La sélection d’un signe de marque paraît libre, pourtant le droit fixe plusieurs barrières invisibles. Emballages tricolores, armoiries nationales, noms de terroirs : autant de pièges que l’entrepreneur pressé peut ignorer. Comprendre quels sont les signes interdits protège votre image, votre budget et votre crédibilité.
1) Comprendre la logique des signes interdits : protéger le public et la loyauté des échanges
Toute réglementation sur la marque poursuit un double objectif. Elle garantit l’information loyale du consommateur et préserve le jeu d’une concurrence saine. Lorsqu’un signe suggère un lien officiel inexistant ou trompe sur l’origine d’un produit, la confiance du public s’effondre, et le marché se fausse. Le droit intervient alors pour restaurer l’équilibre aux travers des signes interdits.

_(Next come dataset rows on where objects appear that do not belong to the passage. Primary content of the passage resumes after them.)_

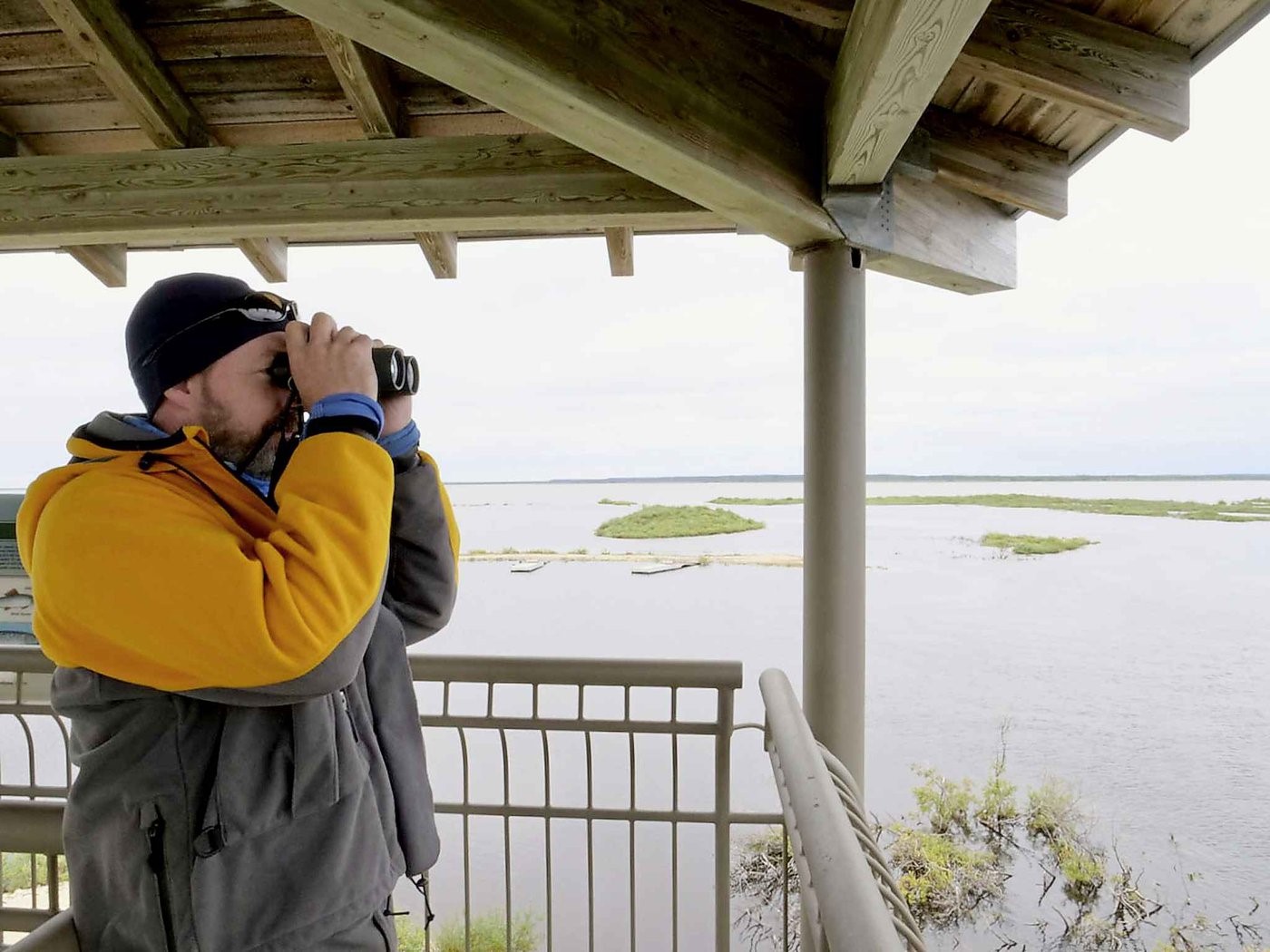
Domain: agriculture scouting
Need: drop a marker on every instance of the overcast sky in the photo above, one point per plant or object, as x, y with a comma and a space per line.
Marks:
1137, 342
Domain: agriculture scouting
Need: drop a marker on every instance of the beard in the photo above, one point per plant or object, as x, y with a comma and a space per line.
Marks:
232, 444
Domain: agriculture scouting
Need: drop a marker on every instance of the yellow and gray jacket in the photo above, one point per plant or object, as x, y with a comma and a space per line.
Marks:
251, 774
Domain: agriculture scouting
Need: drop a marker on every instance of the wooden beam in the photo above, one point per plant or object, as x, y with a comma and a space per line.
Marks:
621, 251
893, 60
734, 129
930, 232
831, 15
441, 249
102, 34
269, 256
108, 263
994, 164
1060, 53
365, 79
340, 190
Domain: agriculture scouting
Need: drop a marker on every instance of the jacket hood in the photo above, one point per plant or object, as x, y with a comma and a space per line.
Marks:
108, 440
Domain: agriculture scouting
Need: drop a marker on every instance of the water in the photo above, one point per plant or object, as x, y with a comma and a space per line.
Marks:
1137, 668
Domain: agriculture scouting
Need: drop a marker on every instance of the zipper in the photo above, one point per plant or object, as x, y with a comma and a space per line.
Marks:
348, 714
159, 867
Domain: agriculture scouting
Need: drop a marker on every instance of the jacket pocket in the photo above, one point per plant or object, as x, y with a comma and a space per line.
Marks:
156, 859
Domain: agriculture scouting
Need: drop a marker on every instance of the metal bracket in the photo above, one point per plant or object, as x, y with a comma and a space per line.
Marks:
864, 213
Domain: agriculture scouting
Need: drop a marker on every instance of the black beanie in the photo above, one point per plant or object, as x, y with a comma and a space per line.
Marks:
165, 346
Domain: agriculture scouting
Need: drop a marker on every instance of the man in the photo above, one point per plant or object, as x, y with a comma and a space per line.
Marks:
230, 630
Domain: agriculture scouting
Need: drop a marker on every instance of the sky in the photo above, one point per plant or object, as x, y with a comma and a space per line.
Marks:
1138, 339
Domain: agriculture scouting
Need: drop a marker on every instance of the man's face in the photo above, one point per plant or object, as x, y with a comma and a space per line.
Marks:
237, 402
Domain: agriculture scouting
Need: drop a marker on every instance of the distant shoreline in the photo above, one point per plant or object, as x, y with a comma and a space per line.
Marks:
886, 478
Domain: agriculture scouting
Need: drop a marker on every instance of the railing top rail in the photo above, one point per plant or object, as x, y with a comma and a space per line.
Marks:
499, 669
25, 659
854, 916
600, 672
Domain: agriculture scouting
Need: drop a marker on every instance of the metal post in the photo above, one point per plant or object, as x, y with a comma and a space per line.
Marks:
834, 516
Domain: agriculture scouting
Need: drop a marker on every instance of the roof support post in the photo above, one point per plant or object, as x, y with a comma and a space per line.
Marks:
834, 514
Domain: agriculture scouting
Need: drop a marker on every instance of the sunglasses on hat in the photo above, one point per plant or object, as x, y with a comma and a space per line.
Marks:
259, 306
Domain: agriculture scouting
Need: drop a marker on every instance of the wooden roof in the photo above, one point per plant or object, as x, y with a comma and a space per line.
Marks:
914, 129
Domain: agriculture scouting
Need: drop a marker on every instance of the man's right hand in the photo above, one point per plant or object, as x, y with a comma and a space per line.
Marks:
326, 359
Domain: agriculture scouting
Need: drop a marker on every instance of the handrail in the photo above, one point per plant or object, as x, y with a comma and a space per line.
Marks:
848, 895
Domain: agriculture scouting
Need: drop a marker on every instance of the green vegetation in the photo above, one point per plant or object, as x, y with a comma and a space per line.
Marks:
954, 856
488, 935
1247, 510
756, 500
676, 520
1032, 545
15, 871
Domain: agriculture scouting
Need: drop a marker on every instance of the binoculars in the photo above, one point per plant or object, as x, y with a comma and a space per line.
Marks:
396, 371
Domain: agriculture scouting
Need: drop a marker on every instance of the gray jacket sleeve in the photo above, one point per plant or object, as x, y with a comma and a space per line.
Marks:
423, 571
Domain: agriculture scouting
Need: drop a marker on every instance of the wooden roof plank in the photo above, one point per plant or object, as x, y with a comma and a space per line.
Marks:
727, 118
365, 79
311, 192
103, 35
621, 251
441, 251
994, 164
893, 59
1066, 56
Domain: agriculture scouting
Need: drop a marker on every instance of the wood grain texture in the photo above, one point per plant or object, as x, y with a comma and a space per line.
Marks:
102, 34
999, 165
950, 238
831, 15
365, 79
181, 42
333, 192
728, 118
269, 256
441, 251
107, 263
894, 57
1070, 57
621, 251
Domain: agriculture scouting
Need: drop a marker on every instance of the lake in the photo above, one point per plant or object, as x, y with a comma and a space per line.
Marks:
1137, 668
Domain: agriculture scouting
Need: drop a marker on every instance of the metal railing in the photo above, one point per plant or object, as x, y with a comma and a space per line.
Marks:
536, 763
593, 726
850, 899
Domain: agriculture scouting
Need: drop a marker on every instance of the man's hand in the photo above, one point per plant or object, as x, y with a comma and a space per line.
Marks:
397, 410
327, 361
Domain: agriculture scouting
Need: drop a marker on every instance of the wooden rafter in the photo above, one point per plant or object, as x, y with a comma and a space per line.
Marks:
269, 256
930, 232
441, 250
621, 251
996, 164
365, 79
343, 190
107, 263
733, 127
1060, 53
102, 34
893, 59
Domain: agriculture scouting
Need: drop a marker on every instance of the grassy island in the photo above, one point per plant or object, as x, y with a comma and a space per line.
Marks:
1032, 545
1247, 510
753, 500
676, 520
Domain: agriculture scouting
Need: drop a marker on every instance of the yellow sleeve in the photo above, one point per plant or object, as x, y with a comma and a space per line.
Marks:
152, 587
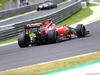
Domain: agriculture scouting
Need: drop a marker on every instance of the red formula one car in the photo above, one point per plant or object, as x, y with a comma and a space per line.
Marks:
48, 32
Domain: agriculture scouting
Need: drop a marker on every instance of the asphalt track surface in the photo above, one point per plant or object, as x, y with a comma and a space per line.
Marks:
12, 56
35, 14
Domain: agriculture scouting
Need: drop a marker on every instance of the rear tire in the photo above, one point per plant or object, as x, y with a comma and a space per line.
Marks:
81, 30
23, 41
53, 36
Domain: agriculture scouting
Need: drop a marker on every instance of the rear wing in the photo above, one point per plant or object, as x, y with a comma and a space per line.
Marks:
37, 27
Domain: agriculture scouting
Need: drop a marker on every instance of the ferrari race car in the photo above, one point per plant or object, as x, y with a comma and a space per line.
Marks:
47, 32
46, 5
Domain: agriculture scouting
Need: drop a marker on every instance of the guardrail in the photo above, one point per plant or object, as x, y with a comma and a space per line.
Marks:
16, 11
12, 30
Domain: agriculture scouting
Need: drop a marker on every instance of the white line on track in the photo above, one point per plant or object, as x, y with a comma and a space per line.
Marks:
50, 61
16, 41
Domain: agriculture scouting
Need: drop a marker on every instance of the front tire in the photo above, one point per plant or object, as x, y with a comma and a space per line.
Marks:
53, 36
23, 40
81, 30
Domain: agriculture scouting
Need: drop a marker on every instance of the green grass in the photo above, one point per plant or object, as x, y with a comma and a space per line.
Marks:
80, 15
55, 66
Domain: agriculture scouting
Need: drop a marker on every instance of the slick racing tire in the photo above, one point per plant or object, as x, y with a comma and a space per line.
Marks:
53, 36
81, 30
23, 40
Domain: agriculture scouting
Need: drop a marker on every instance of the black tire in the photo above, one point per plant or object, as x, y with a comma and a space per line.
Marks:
81, 30
53, 36
23, 41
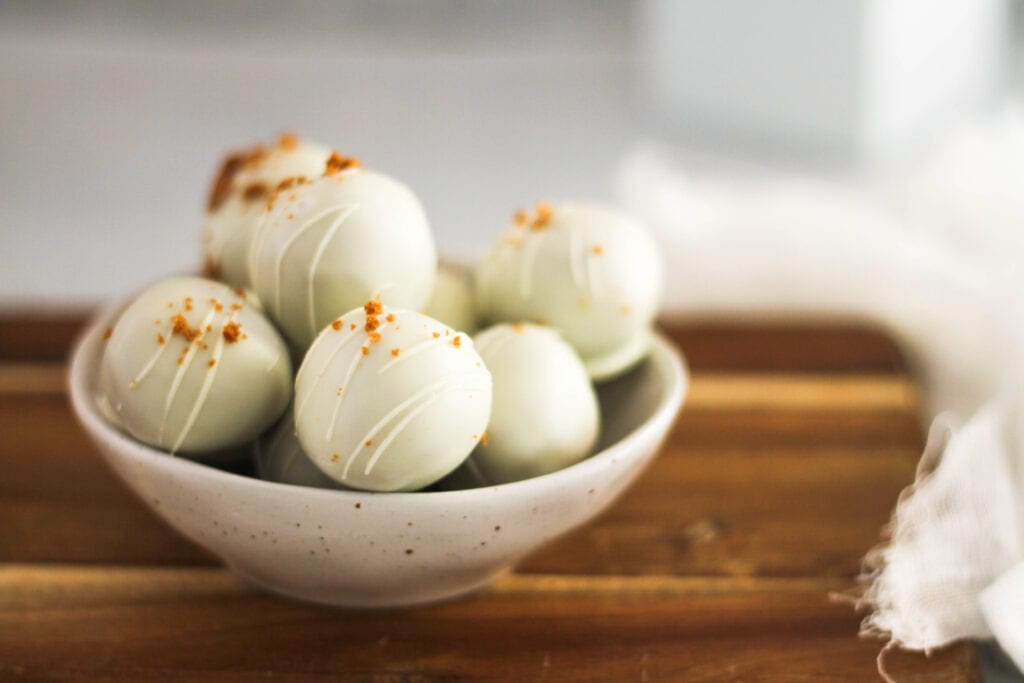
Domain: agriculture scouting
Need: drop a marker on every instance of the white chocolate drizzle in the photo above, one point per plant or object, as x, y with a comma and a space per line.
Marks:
204, 391
411, 351
343, 391
145, 371
412, 415
279, 263
436, 386
320, 376
325, 241
182, 369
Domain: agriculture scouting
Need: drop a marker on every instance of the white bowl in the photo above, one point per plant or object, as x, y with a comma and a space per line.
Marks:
360, 549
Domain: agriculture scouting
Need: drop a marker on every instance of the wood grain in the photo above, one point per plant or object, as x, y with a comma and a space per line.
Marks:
717, 565
128, 625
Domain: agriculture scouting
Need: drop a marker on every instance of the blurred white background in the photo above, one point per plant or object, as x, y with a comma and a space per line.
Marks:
115, 114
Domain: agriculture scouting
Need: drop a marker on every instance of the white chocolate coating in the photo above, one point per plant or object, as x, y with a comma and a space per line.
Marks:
591, 271
328, 246
229, 226
545, 415
452, 301
395, 414
188, 367
280, 458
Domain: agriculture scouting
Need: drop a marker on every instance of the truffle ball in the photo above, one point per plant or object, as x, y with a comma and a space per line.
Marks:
452, 301
189, 367
390, 399
591, 271
239, 198
545, 414
329, 245
280, 458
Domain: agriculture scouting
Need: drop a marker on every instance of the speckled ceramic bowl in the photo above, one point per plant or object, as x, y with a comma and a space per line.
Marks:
360, 549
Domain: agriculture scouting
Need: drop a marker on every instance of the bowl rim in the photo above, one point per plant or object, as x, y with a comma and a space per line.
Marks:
85, 357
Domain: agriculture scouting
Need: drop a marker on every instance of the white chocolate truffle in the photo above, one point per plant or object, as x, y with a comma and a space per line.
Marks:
452, 301
591, 271
329, 245
280, 458
189, 367
545, 415
239, 198
390, 399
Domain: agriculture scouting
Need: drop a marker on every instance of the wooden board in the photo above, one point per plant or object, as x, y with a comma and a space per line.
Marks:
717, 565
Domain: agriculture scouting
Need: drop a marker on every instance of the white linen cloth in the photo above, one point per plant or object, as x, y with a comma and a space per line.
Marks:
952, 565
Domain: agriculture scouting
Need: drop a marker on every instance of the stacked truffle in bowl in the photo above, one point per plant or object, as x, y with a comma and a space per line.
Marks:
326, 326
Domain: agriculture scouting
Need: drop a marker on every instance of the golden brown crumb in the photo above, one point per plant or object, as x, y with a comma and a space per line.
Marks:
336, 164
231, 332
229, 168
255, 190
287, 183
288, 140
179, 326
211, 269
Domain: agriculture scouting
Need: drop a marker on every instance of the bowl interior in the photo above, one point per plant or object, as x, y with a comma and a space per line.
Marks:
363, 549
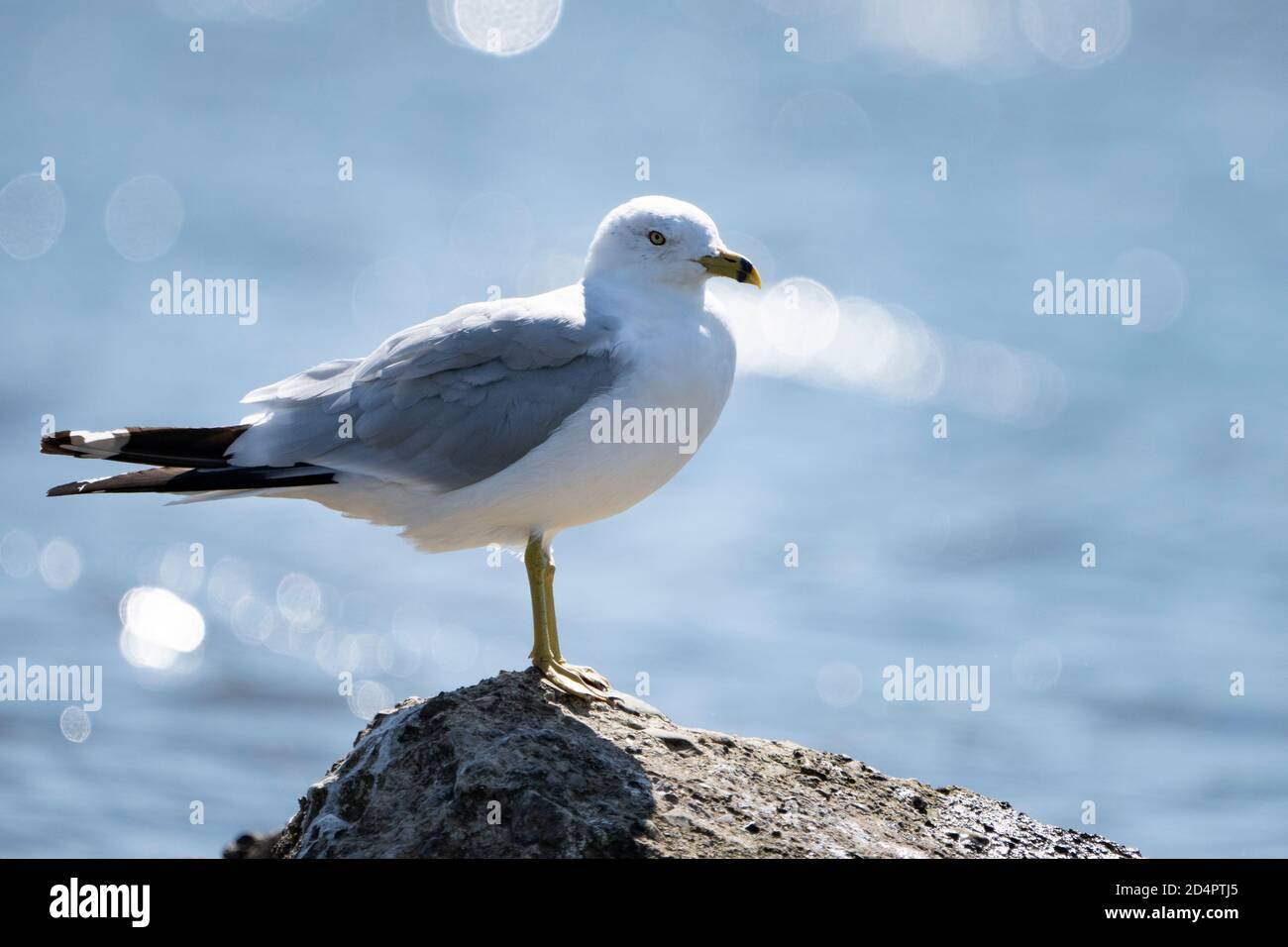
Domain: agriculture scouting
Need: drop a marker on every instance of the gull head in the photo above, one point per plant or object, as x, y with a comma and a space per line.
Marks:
661, 240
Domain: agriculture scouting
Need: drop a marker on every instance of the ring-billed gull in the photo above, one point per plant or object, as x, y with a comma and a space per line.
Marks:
498, 423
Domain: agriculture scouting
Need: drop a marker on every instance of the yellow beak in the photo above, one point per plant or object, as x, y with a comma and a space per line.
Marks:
726, 263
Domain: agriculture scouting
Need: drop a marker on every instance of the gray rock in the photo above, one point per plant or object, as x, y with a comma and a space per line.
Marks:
507, 768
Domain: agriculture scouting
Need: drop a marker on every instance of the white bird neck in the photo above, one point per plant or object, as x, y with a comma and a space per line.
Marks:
640, 299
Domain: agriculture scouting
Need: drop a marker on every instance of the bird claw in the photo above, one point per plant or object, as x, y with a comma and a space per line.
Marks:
575, 680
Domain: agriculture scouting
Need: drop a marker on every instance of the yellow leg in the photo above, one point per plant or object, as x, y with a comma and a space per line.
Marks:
581, 682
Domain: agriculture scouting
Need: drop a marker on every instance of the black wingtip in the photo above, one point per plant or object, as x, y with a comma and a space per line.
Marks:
67, 488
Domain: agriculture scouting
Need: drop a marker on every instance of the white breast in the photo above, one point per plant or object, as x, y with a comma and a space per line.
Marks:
575, 476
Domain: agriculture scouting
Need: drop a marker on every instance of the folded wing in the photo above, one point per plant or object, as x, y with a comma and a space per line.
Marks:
445, 403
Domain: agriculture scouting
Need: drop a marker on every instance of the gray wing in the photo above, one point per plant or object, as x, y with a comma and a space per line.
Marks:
445, 403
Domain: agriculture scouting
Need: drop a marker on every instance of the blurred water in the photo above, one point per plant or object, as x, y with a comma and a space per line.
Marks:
473, 170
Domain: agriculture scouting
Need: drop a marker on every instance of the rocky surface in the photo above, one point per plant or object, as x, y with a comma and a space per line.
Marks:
509, 768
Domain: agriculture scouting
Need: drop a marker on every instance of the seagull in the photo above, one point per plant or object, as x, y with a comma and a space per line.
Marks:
502, 423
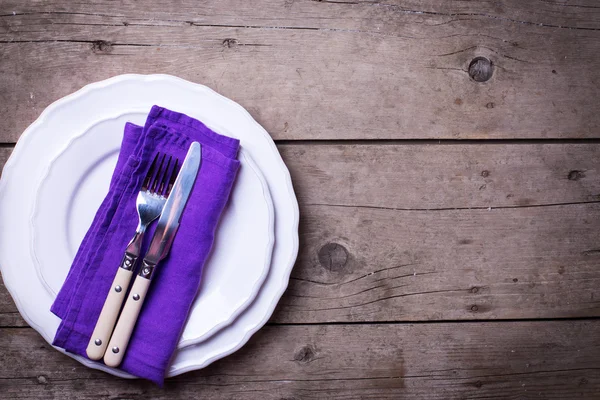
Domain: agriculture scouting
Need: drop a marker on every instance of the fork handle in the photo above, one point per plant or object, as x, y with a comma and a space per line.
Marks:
110, 310
122, 333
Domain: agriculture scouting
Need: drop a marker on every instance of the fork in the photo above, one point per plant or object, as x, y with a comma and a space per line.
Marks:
150, 201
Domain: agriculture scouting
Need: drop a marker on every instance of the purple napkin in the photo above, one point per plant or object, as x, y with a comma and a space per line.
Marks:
177, 278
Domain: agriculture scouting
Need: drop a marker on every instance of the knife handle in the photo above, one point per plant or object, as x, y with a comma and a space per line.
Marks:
122, 333
110, 309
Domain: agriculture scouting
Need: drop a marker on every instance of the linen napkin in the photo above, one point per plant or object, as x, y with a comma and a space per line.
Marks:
177, 278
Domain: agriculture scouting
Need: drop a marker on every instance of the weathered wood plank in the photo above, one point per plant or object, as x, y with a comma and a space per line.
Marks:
548, 360
444, 232
393, 233
321, 69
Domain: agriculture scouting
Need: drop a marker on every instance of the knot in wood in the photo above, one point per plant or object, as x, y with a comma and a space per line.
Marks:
575, 175
481, 69
333, 256
101, 46
230, 42
304, 355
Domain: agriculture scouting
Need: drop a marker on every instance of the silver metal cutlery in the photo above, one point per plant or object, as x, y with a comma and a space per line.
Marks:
151, 199
160, 246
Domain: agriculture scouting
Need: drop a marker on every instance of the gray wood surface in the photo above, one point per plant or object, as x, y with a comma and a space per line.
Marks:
442, 232
429, 267
324, 69
491, 360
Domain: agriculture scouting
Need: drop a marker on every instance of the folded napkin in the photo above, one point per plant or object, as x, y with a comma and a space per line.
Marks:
177, 278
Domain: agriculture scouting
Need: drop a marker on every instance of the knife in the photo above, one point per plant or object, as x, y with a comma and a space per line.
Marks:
168, 223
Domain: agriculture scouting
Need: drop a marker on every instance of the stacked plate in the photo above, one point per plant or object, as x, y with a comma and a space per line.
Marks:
58, 175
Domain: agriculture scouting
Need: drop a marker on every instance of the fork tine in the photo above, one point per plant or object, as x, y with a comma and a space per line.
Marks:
172, 177
151, 172
163, 178
156, 177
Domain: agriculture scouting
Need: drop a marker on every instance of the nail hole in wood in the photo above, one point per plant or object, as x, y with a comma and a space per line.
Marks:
481, 69
333, 256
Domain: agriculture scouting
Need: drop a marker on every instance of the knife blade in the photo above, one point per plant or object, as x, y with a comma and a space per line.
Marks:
165, 232
168, 223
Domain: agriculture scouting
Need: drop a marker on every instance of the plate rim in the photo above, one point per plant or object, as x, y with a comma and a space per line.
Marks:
26, 138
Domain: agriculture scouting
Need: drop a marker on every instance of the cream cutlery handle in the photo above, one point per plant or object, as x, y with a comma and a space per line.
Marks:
108, 315
120, 337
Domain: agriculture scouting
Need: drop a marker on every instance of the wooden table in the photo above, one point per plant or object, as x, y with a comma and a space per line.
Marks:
445, 155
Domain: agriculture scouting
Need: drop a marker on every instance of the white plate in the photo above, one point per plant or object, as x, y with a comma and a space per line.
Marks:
73, 188
68, 118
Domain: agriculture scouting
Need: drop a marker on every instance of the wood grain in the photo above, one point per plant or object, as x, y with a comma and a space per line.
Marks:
324, 69
441, 232
547, 360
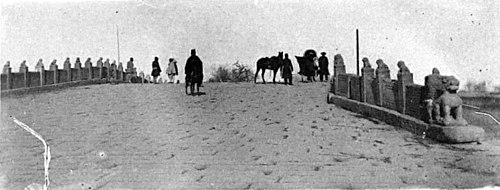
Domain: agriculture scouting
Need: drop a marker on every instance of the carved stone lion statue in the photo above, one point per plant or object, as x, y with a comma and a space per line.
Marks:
448, 107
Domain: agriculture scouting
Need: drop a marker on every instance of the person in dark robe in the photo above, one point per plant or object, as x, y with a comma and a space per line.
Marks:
156, 70
194, 72
286, 70
172, 70
323, 67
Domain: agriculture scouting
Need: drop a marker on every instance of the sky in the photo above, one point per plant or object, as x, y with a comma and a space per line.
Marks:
460, 38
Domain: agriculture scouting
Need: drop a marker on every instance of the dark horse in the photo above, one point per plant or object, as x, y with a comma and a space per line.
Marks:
306, 64
273, 63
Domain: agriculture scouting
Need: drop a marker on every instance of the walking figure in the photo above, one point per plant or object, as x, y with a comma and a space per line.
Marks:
172, 70
323, 67
194, 72
286, 70
156, 70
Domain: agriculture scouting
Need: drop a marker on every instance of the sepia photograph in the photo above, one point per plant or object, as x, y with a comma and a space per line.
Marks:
249, 94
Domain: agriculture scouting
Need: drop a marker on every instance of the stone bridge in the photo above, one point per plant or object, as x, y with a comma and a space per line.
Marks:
237, 136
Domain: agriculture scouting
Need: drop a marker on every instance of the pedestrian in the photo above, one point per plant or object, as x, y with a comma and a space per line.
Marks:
286, 70
323, 67
172, 70
156, 70
194, 72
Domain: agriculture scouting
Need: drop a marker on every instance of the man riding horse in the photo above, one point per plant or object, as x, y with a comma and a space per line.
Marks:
274, 63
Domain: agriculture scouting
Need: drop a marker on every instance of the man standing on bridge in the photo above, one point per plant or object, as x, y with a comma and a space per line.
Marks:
194, 72
323, 67
156, 70
286, 70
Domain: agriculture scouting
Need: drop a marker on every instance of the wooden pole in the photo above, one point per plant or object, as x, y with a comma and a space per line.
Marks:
357, 52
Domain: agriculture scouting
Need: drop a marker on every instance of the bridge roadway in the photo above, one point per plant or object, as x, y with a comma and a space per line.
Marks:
237, 136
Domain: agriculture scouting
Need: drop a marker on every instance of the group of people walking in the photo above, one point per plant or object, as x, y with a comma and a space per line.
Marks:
310, 67
193, 71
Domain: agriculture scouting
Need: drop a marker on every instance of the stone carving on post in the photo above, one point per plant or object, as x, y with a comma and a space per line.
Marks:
39, 65
433, 88
67, 67
383, 74
106, 65
141, 75
100, 65
40, 68
88, 65
53, 67
24, 69
367, 77
78, 67
113, 70
7, 71
405, 77
448, 107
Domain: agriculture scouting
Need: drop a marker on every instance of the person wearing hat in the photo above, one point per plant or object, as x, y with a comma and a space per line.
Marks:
286, 70
172, 70
156, 70
194, 72
323, 67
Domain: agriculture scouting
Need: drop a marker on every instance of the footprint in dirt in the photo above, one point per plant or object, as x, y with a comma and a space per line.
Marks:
94, 173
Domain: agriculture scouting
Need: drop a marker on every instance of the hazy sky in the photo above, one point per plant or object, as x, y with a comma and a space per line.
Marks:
461, 38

En outre, la marque ne se réduit pas à un simple logo ; elle incarne la promesse du fabricant. Si cette promesse repose sur un symbole usurpé ou mensonger, la sanction tombe : refus d’enregistrement, nullité ou interdiction d’usage.
Le cadre international renforce cette vigilance. Les États ont uni leurs efforts dès la fin du XIXᵉ siècle pour empêcher que les emblèmes nationaux ou les poinçons officiels ne deviennent des arguments commerciaux détournés.
2) Article 6 ter de la Convention de Paris : emblèmes étatiques et marques, mode d’emploi
D’abord, l’article 6 ter de la Convention de Paris interdit l’enregistrement, sans autorisation, des armoiries, drapeaux et autres emblèmes d’État. Le mécanisme de ces signes interdits repose sur une notification : chaque pays transmet à l’Organisation Mondiale de la Propriété Intellectuelle (OMPI) la liste des symboles qu’il souhaite protéger. Ainsi, le cercle de douze étoiles sur fond bleu, propriété du Conseil de l’Europe, figure dans la base « Article 6ter Express ».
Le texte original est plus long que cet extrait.